После того как он сказал: «С этого нельзя начинать…», причем сказал он это сдаваясь, сразу стало легче.
Мы не разговаривали, а просто шли, взявшись за руки. Мы еще не знали, как следует нам теперь разговаривать в нашем новом, взрослом качестве. Еще долго никто не видел перемен ни в нем, ни во мне. Но мы-то знали, что так, как было, быть не может больше. А что впереди — не знали. И говорить все-таки нужно… Правду.
— Как хорошо, что ты позвонила мне, — сказал он.
Я не стала отпираться — теперь это было ни к чему.
— Я б умерла, если б не позвонила…
Я, конечно, не умерла бы. И все же я сказала правду.
— Я боялся идти к тебе…
— Поэтому позвал ребят?
— Да.
— Эх ты, трусишка!..
— Не трусишка. Но если б ты меня прогнала, я. Не знаю, что бы и было. Я ночами не спал из-за того… случая.
— Ты мог подумать, что я тебя прогоню?
— Сейчас… когда ты молчала… я так и думал.
— Не надо про это.
— Я только сейчас тебя полюбил, вот.

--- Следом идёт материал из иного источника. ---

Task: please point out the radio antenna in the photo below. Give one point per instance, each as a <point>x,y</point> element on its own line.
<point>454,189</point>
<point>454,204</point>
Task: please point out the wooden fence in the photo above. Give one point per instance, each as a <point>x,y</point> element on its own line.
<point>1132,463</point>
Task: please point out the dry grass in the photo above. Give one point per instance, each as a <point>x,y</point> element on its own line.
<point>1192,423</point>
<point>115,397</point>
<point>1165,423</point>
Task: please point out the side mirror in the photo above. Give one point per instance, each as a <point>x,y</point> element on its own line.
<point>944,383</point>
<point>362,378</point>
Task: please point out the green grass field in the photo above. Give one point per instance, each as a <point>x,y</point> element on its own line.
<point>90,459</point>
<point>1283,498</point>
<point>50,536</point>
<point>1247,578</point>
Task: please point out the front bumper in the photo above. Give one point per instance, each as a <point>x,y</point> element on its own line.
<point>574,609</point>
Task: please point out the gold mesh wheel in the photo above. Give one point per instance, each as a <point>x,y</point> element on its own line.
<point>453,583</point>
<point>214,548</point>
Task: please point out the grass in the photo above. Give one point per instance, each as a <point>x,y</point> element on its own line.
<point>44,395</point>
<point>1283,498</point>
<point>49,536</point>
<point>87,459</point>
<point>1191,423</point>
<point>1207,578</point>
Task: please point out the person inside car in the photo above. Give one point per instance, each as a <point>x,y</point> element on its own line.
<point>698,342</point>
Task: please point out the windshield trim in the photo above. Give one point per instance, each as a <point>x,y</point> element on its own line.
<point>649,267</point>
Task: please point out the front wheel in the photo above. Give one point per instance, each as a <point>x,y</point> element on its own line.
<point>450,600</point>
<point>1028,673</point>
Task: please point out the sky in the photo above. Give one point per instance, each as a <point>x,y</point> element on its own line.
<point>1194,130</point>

Потому что ты меня не любила. Не люби меня сильно и все время, а то… Я сам хочу тебя любить. Когда ты ругаешься, я больше тебя люблю…
…Мы очнулись (очнулись — верное слово) только под утро. И увидели, что садик, в котором мы сидим, заметен снегом.
Первый снег в Ленинграде в тот год выпал четвертого ноября — я помню точно.
2. Мы
Теперь в нашей с Юлькой жизни появилось новое качество: мы. Не отдельно он, Юлька, который сам по себе, не отдельно я, а мы вместе.
И нам было трудно.
Казалось бы, совсем непонятно, почему же так трудно, ведь в общем-то — похожи. Похожи лицами, похожи стремлением к непохожести…
Я не хотела, чтоб Юлька был просто мальчик, как у всех. Мне нравилось, что он поляк. Ведь это только после встречи со мной ему пришло в голову, что он — поляк. Я, блистая эрудицией, сообщила ему, что поляки — гасконцы Севера.
Юлькина мать и до и после войны жила в Гродно. Бабка Юльки по отцу всегда жила в Ленинграде, потому что в Польшу выехать не могла — была в свое время террористкой, в кого-то там стреляла и для тогдашней Польши не подходила. Отец Юльки родился в Ленинграде, здесь же выучился, а потом работал. Где уж они познакомились с матерью — не знаю. Почему поженились — тоже непонятно: уж очень разные они были. Я не помню случая, чтоб они вообще друг с другом разговаривали, хотя бывала у них довольно часто. Уж слишком молчаливый и замкнутый был у Юльки отец! Знаю, что у него была громадная библиотека, знаю, что он руководил лабораторией, знаю, что на Юльку он обращал внимание только тогда, когда тот попадался ему на глаза или мешал работать.
Мама у Юльки была милая, женственная, кокетливая. Но это — и все.
От кого было Юльке узнать, что он поляк?
Зато какое широкое поле действия для моей фантазии!
А Юлька сочинил, что у меня идеальная форма головы, что я до ужаса умная.
Мы поднимали друг друга на пьедесталы.
— У нас все будет не так, как у предков, правда, Маша?
— Да.
— Ну, твои еще куда ни шло…
— Да и твои ничего…
— Но у нас все равно будет не так.
Мы жили среди людей, нам негде было побыть вдвоем, и как часто нам мешали скучные люди! Иногда, придя в какую-нибудь компанию, я уже сразу чувствовала, что здесь нас могут поссорить.
Помню один такой вечер… У Наташки был день рождения, и она пригласила своих бывших одноклассников, потому что новых друзей у нее еще не было. Я уже знала, что эти ребята Юльку не любят, но знала и другое: они без него не могут.
В каждой компании должен существовать свой мальчик для битья. Хотя нет, мальчик для битья — не совсем точно. Он раздражал их тем, что все время перечил, плевал с высокомерным видом на их кумиров (высокомерию его не надо было учить), и больше всего, наверное, тем, что мог обходиться без них. У него было два друга — ребята с его двора, в дружбе же остальных он не нуждался. Но Наташка позвала его, как позвала и других, и он пришел…
Началось с того, что мальчики уставились на меня. Им же было интересно, какая будет девушка у него, если он ни во что не ставит их девушек.
Все желали танцевать со мной — и только со мной. Какой это был великолепный повод подразнить Юльку! И я даже клюнула на него поначалу, пока среди грохота музыки, смеха и суеты не взглянула на Юльку.